From Homilies on the Hexameron, V.6. (ca. 370).
“Let the earth,” the Creator adds, “bring forth the fruit tree yielding fruit after his kind, whose seed is in itself.” (Genesis 1:11).
At this command, every copse was thickly planted; all the trees, fir, cedar, cypress, pine, rose to their greatest height, the shrubs were straightway clothed with thick foliage…Most marked differences separated them from other plants, and each one was distinguished by a character of its own.
It is the trees which contribute most to our life, which offer their various fruits to humanity and provide us with plentiful nourishment. Such is the vine, which produces wine to make glad the heart of man…
How many things in nature are combined in the same plant! In a vine, roots, green and flexible branches, which spread themselves far over the earth, buds, tendrils, bunches of sour grapes and ripe grapes. The sight of a vine, when observed by an intelligent eye, serves to remind you of your nature. Without doubt you remember the parable where the Lord calls himself a vine and his Father the husbandman, and every one of us who are grafted by faith into the Church the branches. He invites us to produce fruits in abundance, for fear lest our sterility should condemn us to the fire (John 15:1-6).
He constantly compares our souls to vines. “My well beloved,” says he, “has a vineyard in a very fruitful hill” (Isaiah 5:1), and elsewhere, “I have planted a vineyard and hedged it round about” (Matthew 21:33). He calls human souls his vine, those souls whom he has surrounded with the authority of his precepts and a guard of angels. The angel of the Lord encamps round about them that fear him. And further: He has planted for us, so to say, props, in establishing in his Church apostles, prophets, teachers. And raising our thoughts by the example of the blessed in olden times, he has not allowed them to drag on the earth and be crushed under foot.
He wishes that the claspings of love, like the tendrils of the vine, should attach us to our neighbors and make us rest on them, so that, in our continual aspirations towards heaven, we may imitate these vines, which raise themselves to the tops of the tallest trees. He also asks us to allow ourselves to be dug about; and that is what the soul does when it detaches itself from the cares of the world, which are a weight on our hearts. The one, then, who is freed from carnal affections and from the love of riches, and, far from being dazzled by them, disdains and despises this miserable vainglory, is, so to say, dug about and, at length, breathes, free from the useless weight of earthly thoughts.
Nor must we, in the spirit of the parable, put forth too much wood, that is to say, live with ostentation, and gain the applause of the world; we must bring forth fruits, keeping the proof of our works for the husbandman. Be like a green olive tree in the house of God, never destitute of hope, but decked through faith with the bloom of salvation. Thus, you will resemble the eternal vitality of this plant and will rival it in fruitfulness, if each day sees you giving abundantly in alms.

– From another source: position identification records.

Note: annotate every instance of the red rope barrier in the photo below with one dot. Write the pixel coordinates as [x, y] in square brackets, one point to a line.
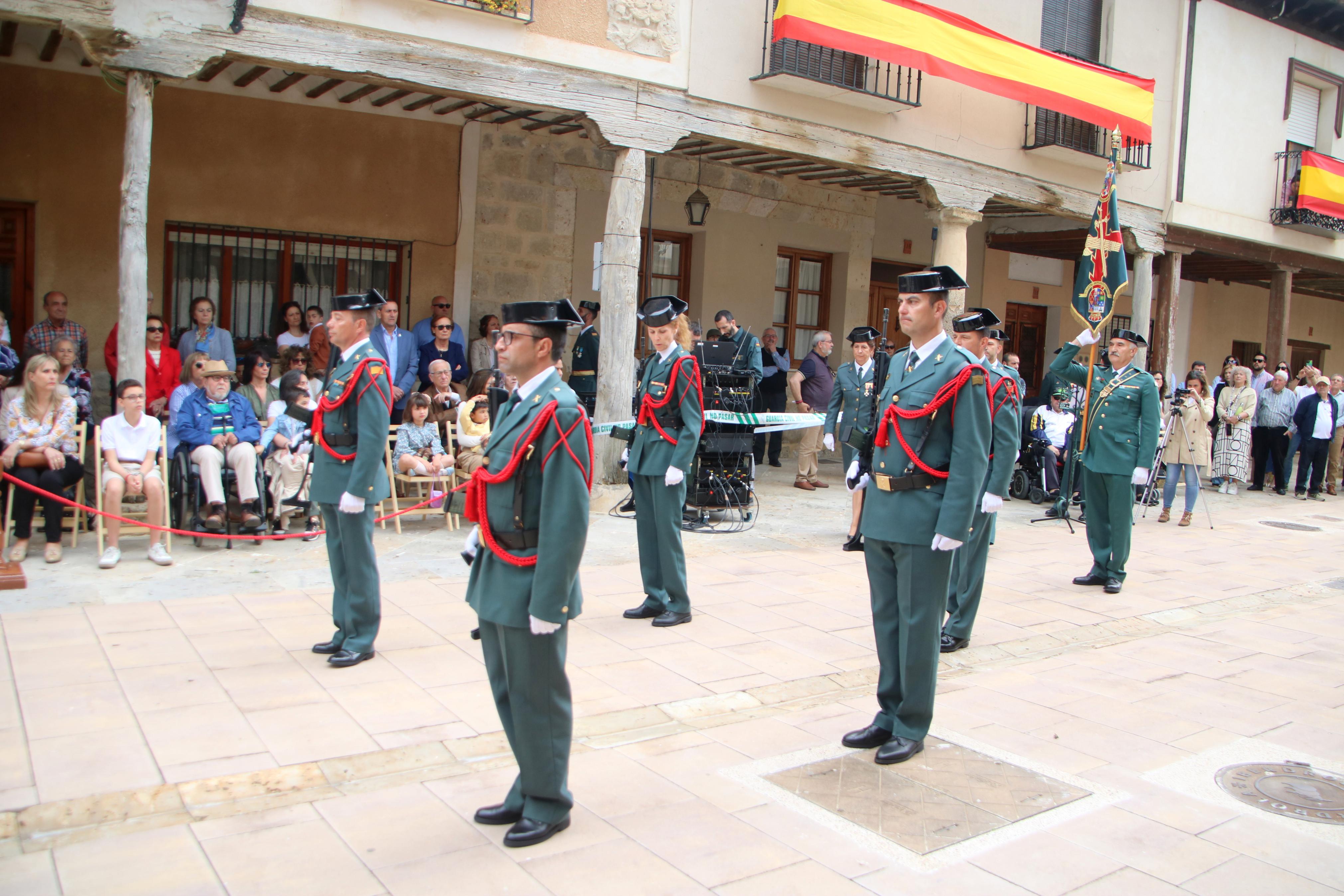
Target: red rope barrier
[189, 533]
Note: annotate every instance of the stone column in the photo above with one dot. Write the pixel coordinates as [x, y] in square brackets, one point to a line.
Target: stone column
[620, 288]
[134, 253]
[1280, 306]
[1142, 288]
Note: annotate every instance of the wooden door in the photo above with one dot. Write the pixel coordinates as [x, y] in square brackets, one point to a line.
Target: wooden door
[1026, 328]
[17, 268]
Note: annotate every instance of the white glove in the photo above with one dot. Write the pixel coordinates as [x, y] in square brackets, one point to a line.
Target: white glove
[542, 626]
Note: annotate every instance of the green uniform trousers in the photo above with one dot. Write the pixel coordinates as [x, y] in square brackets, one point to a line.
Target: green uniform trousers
[908, 585]
[1111, 519]
[533, 698]
[357, 604]
[967, 581]
[658, 526]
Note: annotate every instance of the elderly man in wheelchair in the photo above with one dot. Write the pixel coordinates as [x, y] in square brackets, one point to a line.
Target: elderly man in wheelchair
[218, 428]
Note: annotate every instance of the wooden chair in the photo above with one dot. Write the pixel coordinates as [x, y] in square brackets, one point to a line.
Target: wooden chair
[419, 487]
[73, 520]
[136, 510]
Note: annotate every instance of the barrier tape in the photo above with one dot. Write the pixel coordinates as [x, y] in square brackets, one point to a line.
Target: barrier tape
[201, 535]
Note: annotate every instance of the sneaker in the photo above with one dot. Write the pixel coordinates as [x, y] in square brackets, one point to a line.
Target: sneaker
[111, 558]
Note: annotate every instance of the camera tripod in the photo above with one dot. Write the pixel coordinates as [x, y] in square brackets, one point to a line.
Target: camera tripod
[1151, 487]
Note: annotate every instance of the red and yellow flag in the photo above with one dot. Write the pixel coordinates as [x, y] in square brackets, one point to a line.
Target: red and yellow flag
[1322, 186]
[943, 44]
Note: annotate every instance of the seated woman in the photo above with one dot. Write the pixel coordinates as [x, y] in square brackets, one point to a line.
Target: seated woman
[419, 449]
[40, 436]
[287, 462]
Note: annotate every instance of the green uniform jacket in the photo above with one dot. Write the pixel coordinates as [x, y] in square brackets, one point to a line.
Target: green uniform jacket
[651, 454]
[1007, 436]
[853, 395]
[584, 358]
[1124, 426]
[555, 504]
[961, 447]
[365, 416]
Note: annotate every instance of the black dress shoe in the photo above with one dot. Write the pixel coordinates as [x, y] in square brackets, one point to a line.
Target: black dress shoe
[496, 816]
[949, 644]
[897, 750]
[866, 738]
[343, 659]
[529, 833]
[671, 618]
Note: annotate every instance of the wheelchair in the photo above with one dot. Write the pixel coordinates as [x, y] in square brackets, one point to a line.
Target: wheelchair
[189, 497]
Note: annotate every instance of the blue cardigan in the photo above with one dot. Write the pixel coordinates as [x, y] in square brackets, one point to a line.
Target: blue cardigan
[194, 420]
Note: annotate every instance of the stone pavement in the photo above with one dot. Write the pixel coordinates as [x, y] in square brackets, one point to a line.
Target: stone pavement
[173, 734]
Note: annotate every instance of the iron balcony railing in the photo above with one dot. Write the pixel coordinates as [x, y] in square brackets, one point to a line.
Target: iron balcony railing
[521, 10]
[830, 66]
[1046, 128]
[1285, 211]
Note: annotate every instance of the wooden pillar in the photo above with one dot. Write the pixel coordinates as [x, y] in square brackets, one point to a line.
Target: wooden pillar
[1280, 306]
[1143, 302]
[620, 288]
[134, 253]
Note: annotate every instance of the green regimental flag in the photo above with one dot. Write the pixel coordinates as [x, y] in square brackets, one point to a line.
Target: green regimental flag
[1103, 273]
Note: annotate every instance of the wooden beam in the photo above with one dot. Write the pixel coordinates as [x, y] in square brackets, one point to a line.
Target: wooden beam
[323, 88]
[424, 101]
[251, 76]
[288, 81]
[359, 93]
[214, 69]
[49, 50]
[392, 97]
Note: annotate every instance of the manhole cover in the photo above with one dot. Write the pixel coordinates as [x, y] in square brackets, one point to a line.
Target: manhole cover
[1295, 527]
[1291, 789]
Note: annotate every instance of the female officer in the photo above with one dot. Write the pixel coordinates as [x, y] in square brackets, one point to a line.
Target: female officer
[851, 405]
[666, 436]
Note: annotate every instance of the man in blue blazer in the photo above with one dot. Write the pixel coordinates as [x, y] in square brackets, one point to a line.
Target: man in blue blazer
[402, 354]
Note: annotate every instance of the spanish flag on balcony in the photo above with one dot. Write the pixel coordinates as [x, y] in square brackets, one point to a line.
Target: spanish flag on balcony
[1322, 186]
[943, 44]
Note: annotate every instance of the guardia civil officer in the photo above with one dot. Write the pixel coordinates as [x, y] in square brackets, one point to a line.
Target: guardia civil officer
[1123, 429]
[666, 436]
[968, 562]
[851, 405]
[584, 358]
[350, 477]
[525, 583]
[917, 514]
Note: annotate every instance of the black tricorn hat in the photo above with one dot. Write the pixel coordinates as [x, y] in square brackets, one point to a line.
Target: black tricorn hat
[936, 280]
[661, 311]
[975, 319]
[558, 314]
[1130, 335]
[358, 302]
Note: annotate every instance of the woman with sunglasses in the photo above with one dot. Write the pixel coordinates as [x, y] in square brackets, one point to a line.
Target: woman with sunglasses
[163, 369]
[444, 350]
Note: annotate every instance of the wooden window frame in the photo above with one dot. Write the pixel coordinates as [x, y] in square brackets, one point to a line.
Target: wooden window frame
[788, 328]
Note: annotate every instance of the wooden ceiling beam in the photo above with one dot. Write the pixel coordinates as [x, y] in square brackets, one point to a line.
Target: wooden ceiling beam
[49, 50]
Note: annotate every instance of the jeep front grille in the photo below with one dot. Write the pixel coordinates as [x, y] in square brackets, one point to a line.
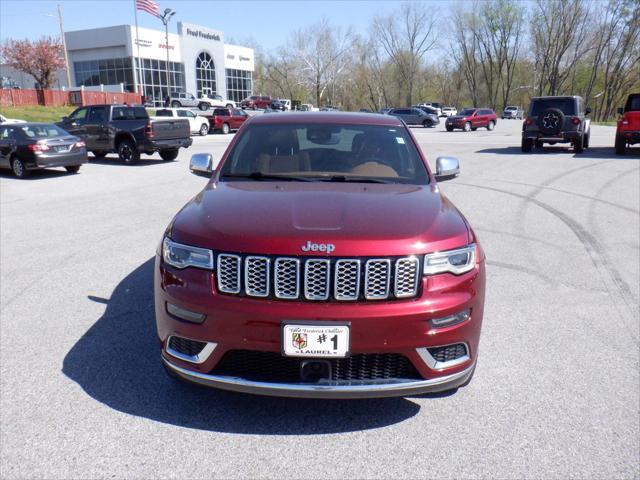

St. Basil the Great (330-379) was Bishop of Caesarea and a devoted advocate of Nicene Christology, traditionally acclaimed as one of the four Eastern Doctors of the Church. A rule written by him is the basis of communal monastic life in the Eastern Church, and he founded the first major Christian hospital. His Hexameron, a series of nine sermons on the six days of creation, are a wide-ranging survey of theological, cosmological and scientific themes, the oldest surviving example of a genre of treatise that was common in the patristic and medieval eras. The text is slightly adapted for modern readers. His feast day is June 14.